In this situation, PNNL scientists have traditionally adopted a quantum chemistry-based framework known as ISiCLE, the In Silico Chemical Library Engine, to predict such chemical properties. Unfortunately, this system was tied with its own set of limitations, including time-consuming and laborious calculations. And so, the researchers applied deep learning using DarkChem, and found that they were able to produce results with the same level of accuracy in a fraction of the time.

“We trained DarkChem in three steps to maximize our training data. First, we exposed the network to ~53 million molecules from PubChem – no CCS yet – to broadly learn chemical structure. Next, we trained on ~700 thousand molecules with CCS computed with ISiCLE. The final step involved ~700 molecules with experimental CCS. This allowed the network to learn as much as possible at each step, enabling success with progressively smaller data sets without overfitting," Colby says.

Deciphering the structure of unknown molecules

DarkChem is clever in that it can rock back and forth between solving a molecule's CCS and other chemical properties, and generating new chemical structures based on the properties that the user is looking for – hence, delving into the deep unknown of dark molecular matter.

Renslow's team have used the network to suggest novel chemical structures that have the potential to influence the NMDA receptor, a glutamate receptor implicated in various aspects of brain function, and a target for certain therapeutics.

I asked Colby if these novel chemical structures could translate to new therapeutics: "100%. That was largely the focus of applying DarkChem here. Current drugs that target the NMDA receptor, for example ketamine, often have negative associated side effects. So, the idea would be to come up with a ketamine-like compound or analogue that has the same therapeutic benefits, but without the negative aspects."
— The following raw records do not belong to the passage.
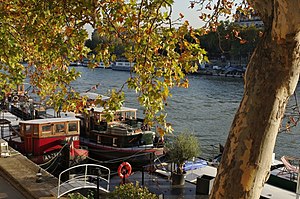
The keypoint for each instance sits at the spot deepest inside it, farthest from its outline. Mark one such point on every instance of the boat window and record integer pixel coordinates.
(115, 141)
(28, 129)
(73, 127)
(60, 128)
(46, 129)
(35, 130)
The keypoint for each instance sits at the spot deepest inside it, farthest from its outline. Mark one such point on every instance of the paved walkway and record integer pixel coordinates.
(9, 191)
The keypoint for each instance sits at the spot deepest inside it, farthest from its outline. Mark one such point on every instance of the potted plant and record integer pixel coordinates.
(184, 147)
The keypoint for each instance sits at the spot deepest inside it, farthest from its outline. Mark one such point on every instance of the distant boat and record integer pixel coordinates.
(122, 65)
(102, 65)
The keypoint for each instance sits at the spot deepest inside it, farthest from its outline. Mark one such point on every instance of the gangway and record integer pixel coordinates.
(82, 177)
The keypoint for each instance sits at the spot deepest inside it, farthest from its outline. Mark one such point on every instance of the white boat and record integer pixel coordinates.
(102, 65)
(122, 65)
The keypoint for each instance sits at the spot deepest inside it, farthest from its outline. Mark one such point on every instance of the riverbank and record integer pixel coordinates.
(22, 174)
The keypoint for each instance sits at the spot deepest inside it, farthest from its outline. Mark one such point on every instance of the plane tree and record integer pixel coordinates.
(271, 78)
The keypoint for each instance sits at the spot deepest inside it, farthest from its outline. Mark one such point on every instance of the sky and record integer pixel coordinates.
(182, 6)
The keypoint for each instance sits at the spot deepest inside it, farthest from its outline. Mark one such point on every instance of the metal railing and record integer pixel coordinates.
(83, 176)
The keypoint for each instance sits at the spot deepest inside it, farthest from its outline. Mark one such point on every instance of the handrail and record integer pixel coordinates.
(87, 176)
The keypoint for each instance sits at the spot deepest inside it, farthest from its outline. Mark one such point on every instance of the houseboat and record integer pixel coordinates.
(123, 138)
(122, 65)
(42, 139)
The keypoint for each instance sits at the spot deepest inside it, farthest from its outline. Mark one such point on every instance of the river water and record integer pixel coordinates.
(207, 107)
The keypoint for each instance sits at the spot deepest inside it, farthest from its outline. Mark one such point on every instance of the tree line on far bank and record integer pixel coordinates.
(229, 42)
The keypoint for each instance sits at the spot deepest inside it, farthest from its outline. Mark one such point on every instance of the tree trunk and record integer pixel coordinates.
(271, 78)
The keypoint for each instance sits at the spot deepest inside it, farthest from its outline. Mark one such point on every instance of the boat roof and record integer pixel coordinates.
(123, 109)
(50, 120)
(93, 96)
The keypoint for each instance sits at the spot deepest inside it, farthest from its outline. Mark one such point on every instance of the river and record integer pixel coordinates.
(207, 107)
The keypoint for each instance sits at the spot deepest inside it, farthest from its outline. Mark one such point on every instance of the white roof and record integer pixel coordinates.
(50, 120)
(93, 96)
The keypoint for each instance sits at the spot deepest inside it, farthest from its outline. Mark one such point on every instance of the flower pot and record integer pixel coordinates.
(178, 179)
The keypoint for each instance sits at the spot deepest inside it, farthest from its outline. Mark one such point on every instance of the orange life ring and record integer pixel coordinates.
(15, 98)
(124, 167)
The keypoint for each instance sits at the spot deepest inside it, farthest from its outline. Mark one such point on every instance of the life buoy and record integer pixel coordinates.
(124, 170)
(15, 98)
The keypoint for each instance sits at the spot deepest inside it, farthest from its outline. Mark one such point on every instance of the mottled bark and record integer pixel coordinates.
(270, 80)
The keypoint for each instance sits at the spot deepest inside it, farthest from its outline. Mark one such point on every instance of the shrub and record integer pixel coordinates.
(132, 191)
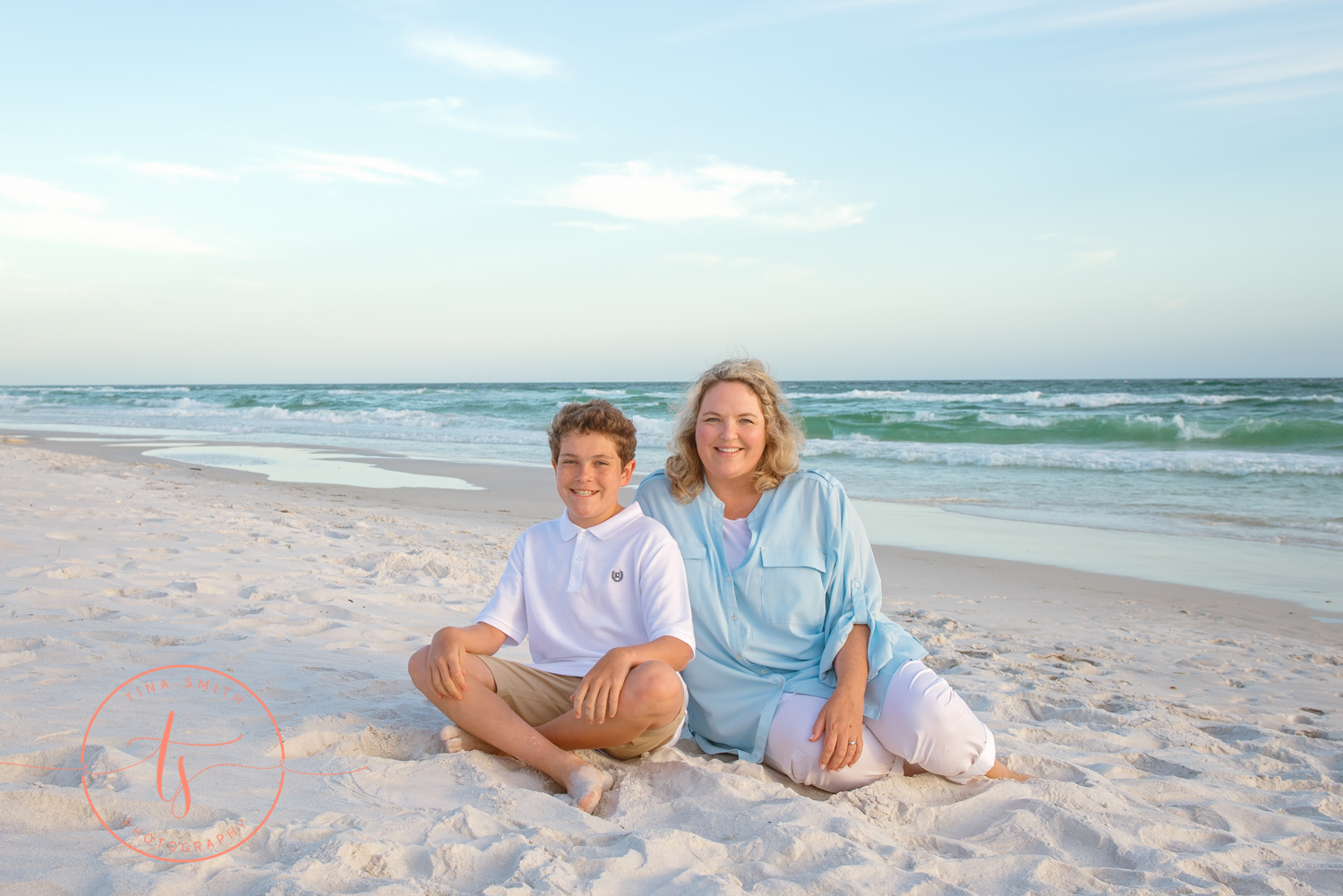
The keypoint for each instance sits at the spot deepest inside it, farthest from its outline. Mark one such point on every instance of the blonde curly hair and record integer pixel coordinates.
(783, 434)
This ability to calculate chemical properties for unknown molecules has a myriad of potential applications and supports the quest towards the fourth era of elucidating biochemical pathways; the "metabolomics era". The team continues to scope out molecular features that they can teach DarkChem to analyze, and advance deeper into the dark depths of unknown molecular matter.

Sean Colby was speaking to Molly Campbell, Science Writer, Technology Networks.


1.       Riekeberg, E., & Powers, R. (2017). New frontiers in metabolomics: from measurement to insight. F1000Research6, 1148. https://doi.org/10.12688/f1000research.11495.1

2.       Clish C. B. (2015). Metabolomics: an emerging but powerful tool for precision medicine. Cold Spring Harbor molecular case studies1(1), a000588. https://doi.org/10.1101/mcs.a000588

3.       Wishart DS, Tzur D, Knox C, et al. (2007). HMDB: the Human Metabolome Database. Nucleic Acids Res. 2007 Jan;35, D521-6. 17202168.

4.       Zamboni N, Saghatelian A, Patti GJ. (2015). Defining the metabolome: size, flux, and regulation. Mol Cell., 58(4):699‐706. doi:10.1016/j.molcel.2015.04.021. 

5. Colby, 
Nuñez, Hodas, Corley and Renslow. Deep Learning to Generate in Silico Chemical Property Libraries and Candidate Molecules for Small Molecule Identification in Complex Samples. Analytical Chemistry. 2020 92 (2), 1720-1729. DOI: 10.1021/acs.analchem.9b02348.